Zwangerschap niet verder medicaliseren
Rond zwangerschap en bevalling vinden steeds meer medische tests en ingrepen plaats. Dr. Maaike den Draak
pleit voor een kritische houding tegenover de vergaande medicalisering. De medicalisering van zwangerschap en bevalling is wereldwijd gaande. In de geïndustrialiseerde landen behoren verscheidene medische tests en interventies inmiddels tot de standaardzorg. Maar ook in minder ontwikkelde regio’s worden zwangerschap en bevalling steeds vaker in medische termen benaderd. Vaak verbetert de zorg voor moeder en kind, maar enkele kritische kanttekeningen zijn ook op hun plaats.

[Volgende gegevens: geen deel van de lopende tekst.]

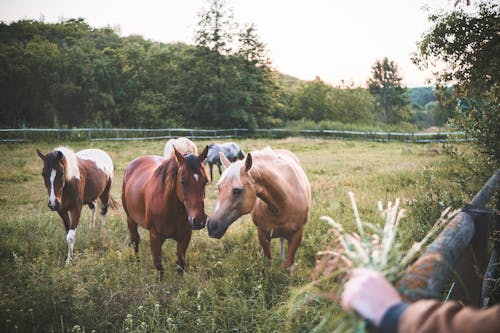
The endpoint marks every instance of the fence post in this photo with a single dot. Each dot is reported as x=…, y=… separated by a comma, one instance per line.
x=461, y=247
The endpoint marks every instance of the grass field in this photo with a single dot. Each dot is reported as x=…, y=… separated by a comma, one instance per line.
x=229, y=286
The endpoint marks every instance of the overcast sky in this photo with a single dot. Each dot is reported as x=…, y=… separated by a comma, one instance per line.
x=333, y=39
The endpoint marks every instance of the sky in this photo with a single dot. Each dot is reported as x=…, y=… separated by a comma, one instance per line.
x=333, y=39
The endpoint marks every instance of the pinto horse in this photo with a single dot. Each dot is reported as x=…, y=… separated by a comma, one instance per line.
x=165, y=196
x=183, y=145
x=73, y=180
x=230, y=149
x=272, y=186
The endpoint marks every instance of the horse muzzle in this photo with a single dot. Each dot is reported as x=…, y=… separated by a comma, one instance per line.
x=198, y=223
x=54, y=206
x=215, y=230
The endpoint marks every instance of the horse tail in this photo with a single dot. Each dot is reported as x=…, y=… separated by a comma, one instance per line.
x=115, y=205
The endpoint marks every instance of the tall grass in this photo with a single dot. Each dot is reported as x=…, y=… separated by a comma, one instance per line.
x=228, y=287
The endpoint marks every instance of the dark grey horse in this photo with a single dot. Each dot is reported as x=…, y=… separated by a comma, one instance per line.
x=230, y=149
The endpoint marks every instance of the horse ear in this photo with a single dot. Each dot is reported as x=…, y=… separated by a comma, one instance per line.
x=203, y=154
x=59, y=156
x=178, y=155
x=225, y=162
x=248, y=162
x=42, y=156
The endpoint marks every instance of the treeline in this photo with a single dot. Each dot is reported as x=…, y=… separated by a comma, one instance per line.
x=69, y=74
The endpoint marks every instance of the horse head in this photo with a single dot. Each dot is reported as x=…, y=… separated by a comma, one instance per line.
x=237, y=195
x=190, y=186
x=54, y=165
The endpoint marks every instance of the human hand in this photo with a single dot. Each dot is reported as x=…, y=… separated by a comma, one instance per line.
x=370, y=294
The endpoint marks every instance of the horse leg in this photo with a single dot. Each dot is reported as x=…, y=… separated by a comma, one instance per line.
x=265, y=242
x=135, y=239
x=92, y=208
x=65, y=217
x=220, y=171
x=105, y=201
x=71, y=235
x=293, y=245
x=181, y=254
x=282, y=248
x=156, y=241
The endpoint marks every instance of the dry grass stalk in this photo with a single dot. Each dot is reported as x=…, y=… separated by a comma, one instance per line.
x=379, y=251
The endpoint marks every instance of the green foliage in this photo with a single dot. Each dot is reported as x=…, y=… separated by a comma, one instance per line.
x=70, y=74
x=390, y=97
x=421, y=96
x=318, y=101
x=465, y=39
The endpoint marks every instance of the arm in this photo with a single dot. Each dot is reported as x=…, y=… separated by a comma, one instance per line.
x=434, y=316
x=374, y=298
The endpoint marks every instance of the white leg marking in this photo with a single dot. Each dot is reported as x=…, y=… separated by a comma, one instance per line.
x=103, y=219
x=282, y=248
x=92, y=224
x=70, y=238
x=52, y=196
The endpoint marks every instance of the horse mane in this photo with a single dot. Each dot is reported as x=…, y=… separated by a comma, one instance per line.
x=71, y=167
x=167, y=169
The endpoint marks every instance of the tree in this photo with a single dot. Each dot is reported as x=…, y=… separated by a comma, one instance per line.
x=390, y=97
x=313, y=101
x=466, y=40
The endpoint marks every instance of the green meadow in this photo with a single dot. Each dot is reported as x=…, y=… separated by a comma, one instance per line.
x=229, y=286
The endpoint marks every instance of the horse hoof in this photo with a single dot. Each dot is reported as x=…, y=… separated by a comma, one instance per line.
x=291, y=269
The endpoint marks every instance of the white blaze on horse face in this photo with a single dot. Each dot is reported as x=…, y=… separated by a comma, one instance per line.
x=217, y=205
x=52, y=195
x=231, y=174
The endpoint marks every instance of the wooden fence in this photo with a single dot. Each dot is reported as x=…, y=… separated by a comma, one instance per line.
x=460, y=254
x=109, y=134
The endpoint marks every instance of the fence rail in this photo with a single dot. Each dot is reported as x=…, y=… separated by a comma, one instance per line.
x=123, y=134
x=460, y=253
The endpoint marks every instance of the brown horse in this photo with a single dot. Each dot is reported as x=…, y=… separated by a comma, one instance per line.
x=165, y=196
x=272, y=186
x=73, y=180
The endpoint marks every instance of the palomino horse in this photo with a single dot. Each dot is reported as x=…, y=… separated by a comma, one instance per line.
x=73, y=180
x=272, y=186
x=230, y=149
x=165, y=196
x=183, y=145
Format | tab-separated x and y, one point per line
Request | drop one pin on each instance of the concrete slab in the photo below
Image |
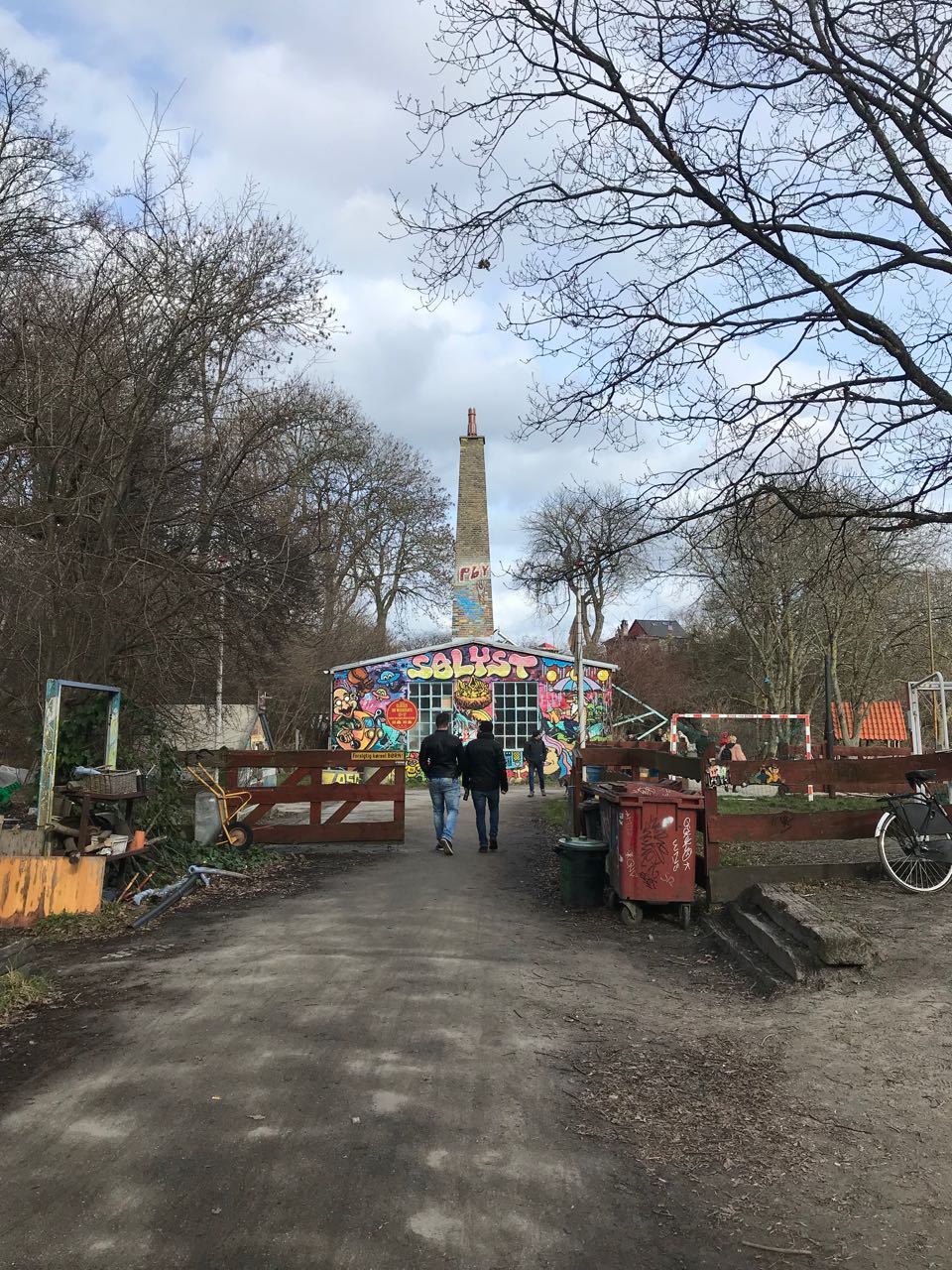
830	940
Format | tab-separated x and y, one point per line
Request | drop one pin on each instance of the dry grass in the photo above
19	989
109	921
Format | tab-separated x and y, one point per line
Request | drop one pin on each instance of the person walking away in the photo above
536	753
485	778
737	753
440	762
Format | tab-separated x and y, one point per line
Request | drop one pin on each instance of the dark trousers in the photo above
483	799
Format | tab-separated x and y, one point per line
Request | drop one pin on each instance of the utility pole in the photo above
220	676
580	662
828	684
932	657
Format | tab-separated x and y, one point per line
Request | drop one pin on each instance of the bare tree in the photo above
578	541
40	173
730	216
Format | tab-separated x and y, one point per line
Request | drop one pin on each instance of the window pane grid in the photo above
515	712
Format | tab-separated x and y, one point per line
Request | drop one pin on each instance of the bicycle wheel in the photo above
902	866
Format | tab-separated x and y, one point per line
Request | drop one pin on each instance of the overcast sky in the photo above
301	95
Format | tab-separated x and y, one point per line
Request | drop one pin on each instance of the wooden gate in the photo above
338	793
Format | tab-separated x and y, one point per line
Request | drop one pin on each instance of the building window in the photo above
515	712
429	698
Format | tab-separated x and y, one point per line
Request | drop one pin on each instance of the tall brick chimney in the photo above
472	588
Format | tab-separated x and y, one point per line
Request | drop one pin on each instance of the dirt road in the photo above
425	1062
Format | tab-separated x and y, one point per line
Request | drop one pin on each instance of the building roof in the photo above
497	642
885	720
191	726
658	629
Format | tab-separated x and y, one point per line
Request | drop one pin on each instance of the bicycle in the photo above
914	837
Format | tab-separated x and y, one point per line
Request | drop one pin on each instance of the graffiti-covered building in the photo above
390	702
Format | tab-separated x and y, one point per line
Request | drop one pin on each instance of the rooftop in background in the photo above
191	726
651	629
885	720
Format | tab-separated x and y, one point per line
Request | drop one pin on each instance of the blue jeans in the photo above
444	795
480	801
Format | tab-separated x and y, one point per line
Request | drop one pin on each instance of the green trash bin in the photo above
581	871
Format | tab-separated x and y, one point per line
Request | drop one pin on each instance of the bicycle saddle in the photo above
920	776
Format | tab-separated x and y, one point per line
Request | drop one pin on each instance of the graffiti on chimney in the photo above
472	594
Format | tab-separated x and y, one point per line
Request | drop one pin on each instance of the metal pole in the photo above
915	728
828	677
932	656
580	668
220	679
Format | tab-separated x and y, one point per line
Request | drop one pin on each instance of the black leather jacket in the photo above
440	754
484	766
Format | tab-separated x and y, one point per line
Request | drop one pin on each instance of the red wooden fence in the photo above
855	775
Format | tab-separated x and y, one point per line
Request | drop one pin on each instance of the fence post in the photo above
578	821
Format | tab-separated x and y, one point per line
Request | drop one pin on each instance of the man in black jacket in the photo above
485	776
535	752
440	760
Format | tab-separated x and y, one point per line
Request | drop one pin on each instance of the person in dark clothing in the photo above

Binnen de westerse wereld staat Nederland bekend om het hoge aandeel thuisbevallingen: ongeveer eenderde. Daarnaast is het percentage bevallingen per keizersnede hier vrij bescheiden (12). In de andere EU-landen en in de Verenigde Staten worden vrijwel alle kinderen in een zorginstelling geboren en 15 tot 30 procent met een keizersnede. Wat veel mensen niet zullen verwachten is dat ook landen als Colombia, Jordanië, Kazachstan, Vietnam en Zuid-Afrika een lager percentage thuisbevallingen hebben. Tevens ligt het aantal keizersneden hoger in een aantal Latijns-Amerikaanse landen, in Jordanië, Zuid-Afrika, Zuid-India en in de Vietnamese steden. Grote uitschieters zijn Chili, Brazilië en Zuid-Korea, waar bijna 40 procent van de kinderen per keizersnede ter wereld komt.
Veiliger
De wereldwijde toepassing van medische ingrepen en technologieën is niet altijd op basis van zuiver medische noodzaak. Natuurlijk speelt bij de keuze voor een keizersnede het streven naar goede zorg een rol. Door de jaren heen is de ingreep veiliger geworden en zijn er nieuwe medische redenen bij gekomen om een keizersnede uit te voeren. Maar ook wordt vanwege een verhoogd risico op complicaties bij een volgende bevalling sneller opnieuw voor een keizersnede gekozen.
In de particuliere sector ligt het percentage keizersneden doorgaans hoger dan in de publieke sector. Mogelijk heeft dat te maken met de voordelen van een geplande bevalling en ingreep, maar waarschijnlijk liggen ook financiële motieven hieraan ten grondslag. Bovendien heerst er een (gegronde) angst voor rechtszaken en schadeclaims, ook in minder ontwikkelde regio’s zoals India. Gedane claims hebben daarbij zelden betrekking op de uitvoering van onnodige ingrepen.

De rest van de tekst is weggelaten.